Check out this Dogwood Initiative campaign seeking environmental and health impact assessments for a proposed coal export project.
They are calling on British Columbians to ask their representatives for a provincial environmental assessment and a comprehensive, independent health impact assessment covering the full scope of the Fraser Surrey Docks-Texada coal export project. Read on for more info and consider signing the petition today!
Tell the province: Our Health Matters
Fraser Surrey Docks and Lafarge want to ship up to 8 million tonnes of U.S. thermal coal every year through White Rock, Delta and Surrey, down the Fraser River, along the Sunshine Coast to Texada Island and then out to Asia past the Gulf Islands. The worst part is, this could happen without proper health and environmental impact assessments to inform decision-makers and the public about what is at stake.
Port Metro Vancouver failed to adequately assess the health and ecological risks with the Fraser Surrey Docks environmental impact assessment. Now we’re calling on provincial leaders to use their powers to ensure proper assessments are completed ahead of a permit decision for the Lafarge coal facility on Texada Island.
I've Heard Increasing Coal Exports Could Endanger Our Health - How?
The Fraser Surrey Docks terminal would significantly increase diesel pollution from trains and machinery at the port site. Diesel particulate matter is a noxious form of air pollution small enough to embed in the lung tissue. It’s associated with both pulmonary and cardiovascular issues, including cancers, heart disease and asthma. Coal dust is also a form of particulate matter known to contribute to lung problems and asthma. Even worse, coal dust contains toxic heavy metals, such as lead, sulphur and mercury. That’s why reducing particulate matter is one of Metro Vancouver’s top air quality objectives.

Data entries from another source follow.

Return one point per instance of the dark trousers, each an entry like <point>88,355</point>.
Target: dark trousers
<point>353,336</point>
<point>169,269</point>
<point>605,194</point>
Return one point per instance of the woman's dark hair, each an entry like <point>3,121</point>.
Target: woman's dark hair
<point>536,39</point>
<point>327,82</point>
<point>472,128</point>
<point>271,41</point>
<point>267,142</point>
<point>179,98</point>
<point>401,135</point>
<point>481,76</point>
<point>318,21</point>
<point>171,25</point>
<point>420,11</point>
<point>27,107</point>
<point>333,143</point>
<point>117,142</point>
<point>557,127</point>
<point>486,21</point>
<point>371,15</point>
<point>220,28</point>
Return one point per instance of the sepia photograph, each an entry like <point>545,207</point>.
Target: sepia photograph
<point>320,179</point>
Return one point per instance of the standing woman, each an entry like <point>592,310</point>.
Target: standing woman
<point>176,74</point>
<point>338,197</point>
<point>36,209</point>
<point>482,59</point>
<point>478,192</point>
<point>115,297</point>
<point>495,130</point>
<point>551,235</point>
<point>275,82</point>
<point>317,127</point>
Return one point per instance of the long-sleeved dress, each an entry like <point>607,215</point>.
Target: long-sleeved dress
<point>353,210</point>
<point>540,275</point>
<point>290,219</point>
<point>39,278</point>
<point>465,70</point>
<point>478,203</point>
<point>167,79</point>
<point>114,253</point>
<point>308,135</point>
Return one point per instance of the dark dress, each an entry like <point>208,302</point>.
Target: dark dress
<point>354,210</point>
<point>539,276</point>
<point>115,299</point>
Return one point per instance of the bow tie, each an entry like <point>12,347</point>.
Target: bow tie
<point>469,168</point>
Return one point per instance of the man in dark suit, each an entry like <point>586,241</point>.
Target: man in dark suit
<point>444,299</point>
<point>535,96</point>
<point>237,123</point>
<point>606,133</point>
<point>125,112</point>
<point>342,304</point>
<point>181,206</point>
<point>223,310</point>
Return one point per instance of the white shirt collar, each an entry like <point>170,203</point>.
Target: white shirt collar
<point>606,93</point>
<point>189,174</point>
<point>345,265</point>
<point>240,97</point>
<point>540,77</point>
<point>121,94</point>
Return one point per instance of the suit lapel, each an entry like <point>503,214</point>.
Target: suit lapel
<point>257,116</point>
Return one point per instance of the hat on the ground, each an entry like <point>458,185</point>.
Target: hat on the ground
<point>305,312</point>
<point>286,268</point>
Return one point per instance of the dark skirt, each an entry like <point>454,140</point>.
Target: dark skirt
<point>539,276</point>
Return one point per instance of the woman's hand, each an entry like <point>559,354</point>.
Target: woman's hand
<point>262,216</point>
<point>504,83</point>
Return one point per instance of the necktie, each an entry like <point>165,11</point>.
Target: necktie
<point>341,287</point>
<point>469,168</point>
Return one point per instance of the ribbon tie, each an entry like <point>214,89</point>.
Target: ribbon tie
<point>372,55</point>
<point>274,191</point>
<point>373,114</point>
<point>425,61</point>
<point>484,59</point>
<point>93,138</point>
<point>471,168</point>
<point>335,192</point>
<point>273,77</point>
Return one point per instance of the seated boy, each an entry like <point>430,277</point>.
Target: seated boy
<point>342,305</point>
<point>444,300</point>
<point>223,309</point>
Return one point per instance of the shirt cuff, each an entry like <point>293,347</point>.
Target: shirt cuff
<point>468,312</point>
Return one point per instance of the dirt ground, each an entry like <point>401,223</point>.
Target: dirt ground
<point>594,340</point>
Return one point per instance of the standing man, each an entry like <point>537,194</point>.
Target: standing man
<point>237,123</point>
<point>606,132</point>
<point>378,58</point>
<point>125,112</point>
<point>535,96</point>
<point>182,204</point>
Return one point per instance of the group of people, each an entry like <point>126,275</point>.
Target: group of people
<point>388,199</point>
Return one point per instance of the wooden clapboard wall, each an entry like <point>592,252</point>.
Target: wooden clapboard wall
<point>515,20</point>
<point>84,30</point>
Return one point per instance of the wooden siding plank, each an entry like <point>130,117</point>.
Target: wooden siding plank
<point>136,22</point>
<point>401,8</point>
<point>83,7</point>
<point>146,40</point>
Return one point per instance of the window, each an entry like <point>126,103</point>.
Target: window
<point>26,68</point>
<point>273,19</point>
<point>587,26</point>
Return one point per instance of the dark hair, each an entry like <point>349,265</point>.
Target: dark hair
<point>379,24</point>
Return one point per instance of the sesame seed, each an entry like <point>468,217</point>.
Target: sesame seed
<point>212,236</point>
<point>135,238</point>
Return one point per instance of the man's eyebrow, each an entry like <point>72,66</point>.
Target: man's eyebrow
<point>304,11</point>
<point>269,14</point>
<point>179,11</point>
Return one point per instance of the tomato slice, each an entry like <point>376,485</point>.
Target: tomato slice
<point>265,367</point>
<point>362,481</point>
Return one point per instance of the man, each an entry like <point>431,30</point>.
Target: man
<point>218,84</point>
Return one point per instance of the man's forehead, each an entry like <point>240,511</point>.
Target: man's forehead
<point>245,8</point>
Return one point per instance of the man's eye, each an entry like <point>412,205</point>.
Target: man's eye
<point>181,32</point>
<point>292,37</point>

The combination of diesel particulate matter and coal dust emissions along the rail lines seriously increases exposure risks in neighbouring communities and would increase air pollution throughout the region. That’s why prominent health officials, including the chief medical officers for the Fraser and Vancouver Coastal Health Authorities, and the province’s chief medical officer, have all called for a comprehensive health impact assessment to determine the impacts of airborne dust, and potential contamination of air, land, food and fish harvested from contaminated waters. The assessment would also look at diesel exhaust impacts, the effects of increased railway traffic on access to emergency care and noise pollution. So far, neither Port Metro Vancouver, Fraser Surrey Docks nor the provincial government have agreed to conduct a health impact assessment that complies with the health officers’ request.